About R2

ynortier · 8 May 2022 08:47

Hi,
I don’t understand this: “The 𝑅2 score represents … The best score possible is 1 but there is no lower bound. However, a model that predicts the expected value of the target would get a score of 0.”
I think R2 is between 0 and 1.
So, if the model predicts the expected value, it is not the best possible ?

Thanks for your explanations.

malberti · 10 May 2022 07:50

Indeed, I find the formulation quite confusing:

The best score possible is 1 but there is no lower bound. However, a model that predicts the expected value of the target would get a score of 0.

However, looking at the code, the DummyRegressor is used. And such a regressor cannot be the perfect one, I would dare to say. It would be better if an instructor could confirm this point.

The related r2 score doc seems to clarify a bit:

The best possible score is 1.0 and it can be negative (because the model can be arbitrarily worse). A constant model that always predicts the expected value of y, disregarding the input features, would get a score of 0.0.

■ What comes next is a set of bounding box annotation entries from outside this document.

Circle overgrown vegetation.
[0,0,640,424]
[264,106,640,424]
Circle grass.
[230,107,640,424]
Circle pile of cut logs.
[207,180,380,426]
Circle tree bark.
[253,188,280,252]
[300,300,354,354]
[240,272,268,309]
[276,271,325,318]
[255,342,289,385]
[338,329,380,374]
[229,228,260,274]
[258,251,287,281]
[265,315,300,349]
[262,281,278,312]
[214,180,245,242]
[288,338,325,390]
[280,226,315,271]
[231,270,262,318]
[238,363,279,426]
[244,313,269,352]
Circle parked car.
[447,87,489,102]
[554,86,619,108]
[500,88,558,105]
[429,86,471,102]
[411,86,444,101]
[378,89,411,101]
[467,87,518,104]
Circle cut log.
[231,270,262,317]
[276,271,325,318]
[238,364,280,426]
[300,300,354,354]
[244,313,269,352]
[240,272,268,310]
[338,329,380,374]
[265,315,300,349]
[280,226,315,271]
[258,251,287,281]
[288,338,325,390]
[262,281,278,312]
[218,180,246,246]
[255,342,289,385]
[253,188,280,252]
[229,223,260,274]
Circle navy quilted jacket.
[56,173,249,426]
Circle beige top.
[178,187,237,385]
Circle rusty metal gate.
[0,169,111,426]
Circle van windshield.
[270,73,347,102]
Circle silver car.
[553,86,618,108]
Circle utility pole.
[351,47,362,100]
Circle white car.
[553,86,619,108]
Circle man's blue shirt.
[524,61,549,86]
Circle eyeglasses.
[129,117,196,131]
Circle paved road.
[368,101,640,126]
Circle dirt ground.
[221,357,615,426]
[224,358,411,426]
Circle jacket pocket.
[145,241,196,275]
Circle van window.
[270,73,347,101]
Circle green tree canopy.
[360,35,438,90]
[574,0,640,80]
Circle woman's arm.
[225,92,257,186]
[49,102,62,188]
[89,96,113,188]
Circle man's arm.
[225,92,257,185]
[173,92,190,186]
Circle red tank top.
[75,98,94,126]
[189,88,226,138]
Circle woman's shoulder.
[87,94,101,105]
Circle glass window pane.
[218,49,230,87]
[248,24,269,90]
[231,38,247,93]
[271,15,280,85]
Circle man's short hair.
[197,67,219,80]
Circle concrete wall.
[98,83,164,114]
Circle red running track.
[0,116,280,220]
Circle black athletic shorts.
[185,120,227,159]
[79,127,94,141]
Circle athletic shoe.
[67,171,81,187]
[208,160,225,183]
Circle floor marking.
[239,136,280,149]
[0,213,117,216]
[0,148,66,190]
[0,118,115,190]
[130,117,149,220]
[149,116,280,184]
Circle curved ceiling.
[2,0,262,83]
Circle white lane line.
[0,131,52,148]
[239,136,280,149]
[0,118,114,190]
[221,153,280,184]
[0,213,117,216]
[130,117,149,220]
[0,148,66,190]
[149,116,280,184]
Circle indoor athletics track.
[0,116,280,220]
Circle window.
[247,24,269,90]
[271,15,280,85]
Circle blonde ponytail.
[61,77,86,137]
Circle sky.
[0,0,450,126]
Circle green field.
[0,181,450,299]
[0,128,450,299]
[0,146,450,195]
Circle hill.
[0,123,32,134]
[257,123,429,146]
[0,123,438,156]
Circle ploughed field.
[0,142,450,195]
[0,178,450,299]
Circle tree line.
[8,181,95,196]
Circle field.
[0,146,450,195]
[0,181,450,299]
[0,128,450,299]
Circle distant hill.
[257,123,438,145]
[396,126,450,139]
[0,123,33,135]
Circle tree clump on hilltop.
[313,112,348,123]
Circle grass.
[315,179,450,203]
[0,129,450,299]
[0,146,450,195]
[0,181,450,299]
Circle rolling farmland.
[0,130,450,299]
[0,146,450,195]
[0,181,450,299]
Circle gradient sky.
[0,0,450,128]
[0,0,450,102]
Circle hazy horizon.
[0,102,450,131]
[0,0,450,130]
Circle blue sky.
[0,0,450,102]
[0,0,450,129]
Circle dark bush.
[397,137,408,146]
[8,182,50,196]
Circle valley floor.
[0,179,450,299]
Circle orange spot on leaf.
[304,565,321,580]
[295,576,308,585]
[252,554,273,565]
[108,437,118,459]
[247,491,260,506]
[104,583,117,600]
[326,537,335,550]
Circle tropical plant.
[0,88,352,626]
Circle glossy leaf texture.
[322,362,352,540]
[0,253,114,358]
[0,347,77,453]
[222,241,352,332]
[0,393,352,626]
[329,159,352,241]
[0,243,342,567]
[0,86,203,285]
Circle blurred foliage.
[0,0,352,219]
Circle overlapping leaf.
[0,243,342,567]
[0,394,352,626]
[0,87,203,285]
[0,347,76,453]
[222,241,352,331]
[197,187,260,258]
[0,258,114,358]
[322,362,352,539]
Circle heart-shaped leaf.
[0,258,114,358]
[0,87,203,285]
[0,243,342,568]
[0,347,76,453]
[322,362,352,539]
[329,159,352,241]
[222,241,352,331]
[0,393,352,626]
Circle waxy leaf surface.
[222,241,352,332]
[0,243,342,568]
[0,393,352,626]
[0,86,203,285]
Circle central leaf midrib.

So, I guess that the more the R2 score is close to 1, the better a model generalizes. Am I right?

glemaitre58 · 10 May 2022 18:11

Yes, you are right. A 0-values will predict the expected value of y_true.

There are several definitions of the R2 score. Here, we use the formulation stated in the User Guide: 3.3. Metrics and scoring: quantifying the quality of predictions — scikit-learn 1.0.2 documentation

If I recall statsmodels provides a different definition.